Look, I understand the desire to stop loss from having the final word, but can’t we just let it have a say?
The hard parts of our existence are not an aberration or interruption to life — they are life. This push to make lemonade out of every single lemon we’re handed puts an unreasonable expectation on us as humans. It perpetuates a narrative that says suffering is all in your head, or at least in your control.
It is not.
America is a country where 40% of adults do not have the capacity to save $400 for an emergency. It is a country where we do not have paid bereavement or parental leave, where social safety nets are flimsy and unreliable, and where mental health is a buzzword, but good luck having your insurer cover any of it. America is a place where the things that don’t kill you can leave you financially, emotionally, and spiritually bankrupt.
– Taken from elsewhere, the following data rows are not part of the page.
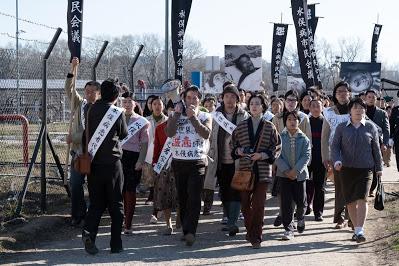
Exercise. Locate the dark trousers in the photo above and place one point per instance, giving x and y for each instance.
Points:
(340, 211)
(189, 183)
(207, 197)
(78, 203)
(315, 188)
(292, 191)
(105, 191)
(131, 181)
(396, 147)
(374, 182)
(252, 207)
(229, 196)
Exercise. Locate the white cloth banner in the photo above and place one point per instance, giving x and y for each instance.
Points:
(334, 120)
(223, 122)
(165, 156)
(187, 144)
(268, 115)
(82, 112)
(103, 128)
(134, 128)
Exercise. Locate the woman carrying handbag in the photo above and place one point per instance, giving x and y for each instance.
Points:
(256, 145)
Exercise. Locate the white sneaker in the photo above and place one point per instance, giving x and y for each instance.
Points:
(288, 235)
(128, 231)
(153, 220)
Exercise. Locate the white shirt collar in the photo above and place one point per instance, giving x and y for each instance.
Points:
(363, 122)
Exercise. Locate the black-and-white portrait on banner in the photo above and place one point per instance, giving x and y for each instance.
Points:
(361, 76)
(213, 82)
(243, 65)
(296, 83)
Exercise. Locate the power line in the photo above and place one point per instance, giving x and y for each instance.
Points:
(28, 40)
(41, 25)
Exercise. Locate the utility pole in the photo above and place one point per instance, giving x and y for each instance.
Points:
(17, 54)
(166, 39)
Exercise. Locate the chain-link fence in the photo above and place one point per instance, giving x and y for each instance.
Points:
(21, 109)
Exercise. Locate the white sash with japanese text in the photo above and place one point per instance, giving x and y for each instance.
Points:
(334, 120)
(165, 156)
(134, 128)
(103, 128)
(187, 144)
(82, 112)
(223, 122)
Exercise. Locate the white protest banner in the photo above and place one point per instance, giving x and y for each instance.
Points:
(103, 128)
(164, 157)
(135, 127)
(334, 120)
(223, 122)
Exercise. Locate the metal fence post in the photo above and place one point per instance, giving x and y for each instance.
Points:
(136, 57)
(100, 54)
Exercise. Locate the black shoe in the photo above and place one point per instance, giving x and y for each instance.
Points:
(206, 212)
(233, 230)
(90, 246)
(75, 222)
(301, 226)
(116, 250)
(360, 238)
(278, 221)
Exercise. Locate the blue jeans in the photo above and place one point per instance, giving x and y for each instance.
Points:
(78, 203)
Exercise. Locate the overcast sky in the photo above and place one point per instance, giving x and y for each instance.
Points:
(215, 22)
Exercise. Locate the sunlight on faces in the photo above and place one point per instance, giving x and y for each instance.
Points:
(210, 106)
(371, 99)
(91, 93)
(192, 98)
(290, 103)
(292, 123)
(316, 108)
(277, 107)
(157, 107)
(306, 102)
(342, 94)
(357, 112)
(255, 106)
(229, 100)
(128, 104)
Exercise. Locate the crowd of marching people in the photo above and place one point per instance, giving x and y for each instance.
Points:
(243, 144)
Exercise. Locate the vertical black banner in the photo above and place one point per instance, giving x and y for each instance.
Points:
(374, 42)
(75, 25)
(312, 18)
(180, 14)
(305, 44)
(279, 39)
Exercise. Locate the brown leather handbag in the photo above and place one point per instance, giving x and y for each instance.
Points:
(82, 162)
(244, 179)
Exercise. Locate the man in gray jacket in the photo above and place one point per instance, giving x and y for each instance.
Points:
(380, 118)
(223, 165)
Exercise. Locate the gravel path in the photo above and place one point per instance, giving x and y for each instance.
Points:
(320, 244)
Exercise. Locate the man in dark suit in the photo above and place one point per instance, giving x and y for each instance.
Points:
(394, 134)
(380, 118)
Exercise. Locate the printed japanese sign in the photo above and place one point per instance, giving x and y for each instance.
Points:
(361, 76)
(213, 82)
(243, 66)
(374, 42)
(279, 39)
(180, 14)
(187, 144)
(75, 25)
(305, 44)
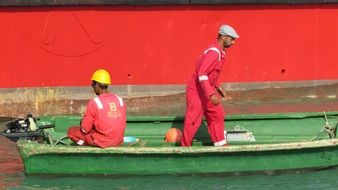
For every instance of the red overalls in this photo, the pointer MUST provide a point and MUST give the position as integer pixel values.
(199, 88)
(103, 124)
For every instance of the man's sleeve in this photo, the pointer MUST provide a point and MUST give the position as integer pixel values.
(88, 119)
(206, 67)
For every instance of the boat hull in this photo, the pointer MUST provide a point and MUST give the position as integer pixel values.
(283, 141)
(45, 159)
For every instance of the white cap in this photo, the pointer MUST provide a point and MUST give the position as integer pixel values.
(228, 30)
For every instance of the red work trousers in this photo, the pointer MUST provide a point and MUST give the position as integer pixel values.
(77, 135)
(197, 107)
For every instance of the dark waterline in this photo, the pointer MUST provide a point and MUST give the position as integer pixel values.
(12, 177)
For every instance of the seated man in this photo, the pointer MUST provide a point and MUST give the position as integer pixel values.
(104, 121)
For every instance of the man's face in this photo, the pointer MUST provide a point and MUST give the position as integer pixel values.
(228, 41)
(95, 87)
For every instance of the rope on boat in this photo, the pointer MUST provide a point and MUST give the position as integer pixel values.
(327, 128)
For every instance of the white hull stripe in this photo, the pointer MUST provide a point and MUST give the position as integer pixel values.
(203, 77)
(214, 49)
(98, 103)
(220, 143)
(120, 100)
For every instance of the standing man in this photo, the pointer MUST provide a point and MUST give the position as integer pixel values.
(104, 121)
(204, 92)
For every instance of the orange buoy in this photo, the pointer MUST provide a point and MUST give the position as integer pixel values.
(173, 135)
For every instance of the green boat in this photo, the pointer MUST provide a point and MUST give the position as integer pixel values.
(271, 142)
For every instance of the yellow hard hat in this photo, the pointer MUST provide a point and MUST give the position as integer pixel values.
(101, 76)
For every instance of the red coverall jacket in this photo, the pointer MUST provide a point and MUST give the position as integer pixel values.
(200, 87)
(103, 124)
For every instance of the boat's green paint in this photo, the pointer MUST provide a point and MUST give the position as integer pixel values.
(282, 143)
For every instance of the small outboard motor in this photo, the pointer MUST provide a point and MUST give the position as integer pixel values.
(24, 128)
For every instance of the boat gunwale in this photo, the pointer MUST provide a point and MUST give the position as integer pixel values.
(37, 149)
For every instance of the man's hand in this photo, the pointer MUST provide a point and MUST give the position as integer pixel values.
(222, 93)
(214, 99)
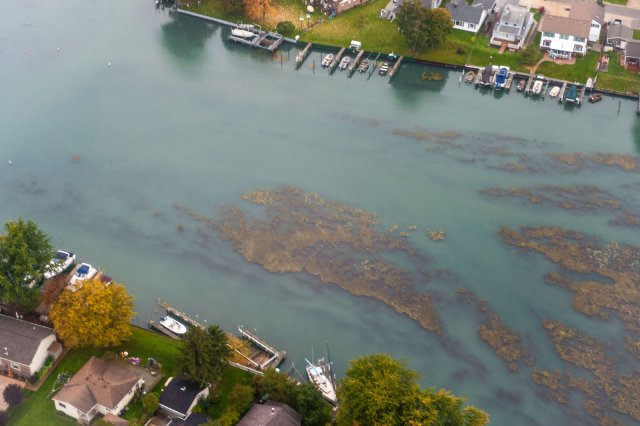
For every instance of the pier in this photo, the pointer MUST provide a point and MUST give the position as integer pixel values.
(395, 68)
(302, 55)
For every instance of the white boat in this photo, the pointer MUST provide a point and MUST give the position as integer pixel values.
(238, 32)
(60, 262)
(173, 325)
(344, 63)
(537, 87)
(326, 61)
(318, 376)
(83, 273)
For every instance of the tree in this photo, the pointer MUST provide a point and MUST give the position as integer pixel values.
(93, 315)
(378, 389)
(204, 354)
(13, 394)
(25, 252)
(150, 403)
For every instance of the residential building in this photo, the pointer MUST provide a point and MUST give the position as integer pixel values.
(24, 346)
(99, 387)
(180, 396)
(564, 37)
(271, 413)
(512, 27)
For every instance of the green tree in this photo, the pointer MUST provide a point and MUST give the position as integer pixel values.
(25, 252)
(378, 389)
(150, 403)
(93, 315)
(204, 354)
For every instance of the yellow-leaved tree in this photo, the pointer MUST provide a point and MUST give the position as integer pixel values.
(93, 315)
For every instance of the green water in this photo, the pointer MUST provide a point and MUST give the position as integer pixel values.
(184, 118)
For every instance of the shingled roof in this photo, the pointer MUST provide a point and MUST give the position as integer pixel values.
(97, 382)
(19, 340)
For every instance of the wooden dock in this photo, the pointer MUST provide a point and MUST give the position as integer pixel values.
(356, 62)
(395, 67)
(336, 60)
(302, 55)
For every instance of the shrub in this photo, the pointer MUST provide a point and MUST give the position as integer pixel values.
(13, 394)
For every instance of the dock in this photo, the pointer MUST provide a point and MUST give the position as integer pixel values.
(302, 55)
(395, 67)
(336, 60)
(180, 315)
(356, 62)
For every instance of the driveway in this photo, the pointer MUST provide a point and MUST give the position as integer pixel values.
(4, 382)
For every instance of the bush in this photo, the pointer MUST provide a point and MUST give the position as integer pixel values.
(13, 394)
(286, 28)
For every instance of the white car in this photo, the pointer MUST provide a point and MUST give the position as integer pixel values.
(60, 262)
(83, 273)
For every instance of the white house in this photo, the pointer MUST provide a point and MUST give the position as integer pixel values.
(564, 37)
(98, 387)
(512, 27)
(24, 346)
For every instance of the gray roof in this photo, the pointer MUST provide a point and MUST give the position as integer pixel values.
(19, 340)
(271, 413)
(461, 11)
(619, 31)
(633, 49)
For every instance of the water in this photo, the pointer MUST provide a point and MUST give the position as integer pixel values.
(184, 118)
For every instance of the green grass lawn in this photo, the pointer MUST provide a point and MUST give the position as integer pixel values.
(38, 408)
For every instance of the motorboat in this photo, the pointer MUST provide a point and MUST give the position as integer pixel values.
(61, 261)
(344, 63)
(326, 61)
(364, 65)
(384, 68)
(572, 94)
(501, 78)
(319, 374)
(84, 272)
(173, 325)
I’ve been watching The Vow, an HBO docuseries about Nxivm (pronounced Nexium). Nxivm is… well, it’s a cult. But it was also a multilevel marketing company in the nebulous world of self-improvement. Participants were lured in by the notion of attaining a big life and told they needed to get rid of “limiting beliefs.” Over and over, members talked about aspiring to joy not as an occasional experience, but as a constant state of existence. Yet it seemed impossible for them to achieve that, no matter how many thousands of dollars they’d spend on courses.
It is honorable for you to try to change and adapt and grow throughout your life. Trust that you will. But you are not responsible for using your suffering as self-improvement. Your responsibility is to evolve, not optimize. When life gives you lemons, you do not owe anybody a glass of lemonade.
Your goal is not to come out of every trial and trauma a better person, but to make it out alive.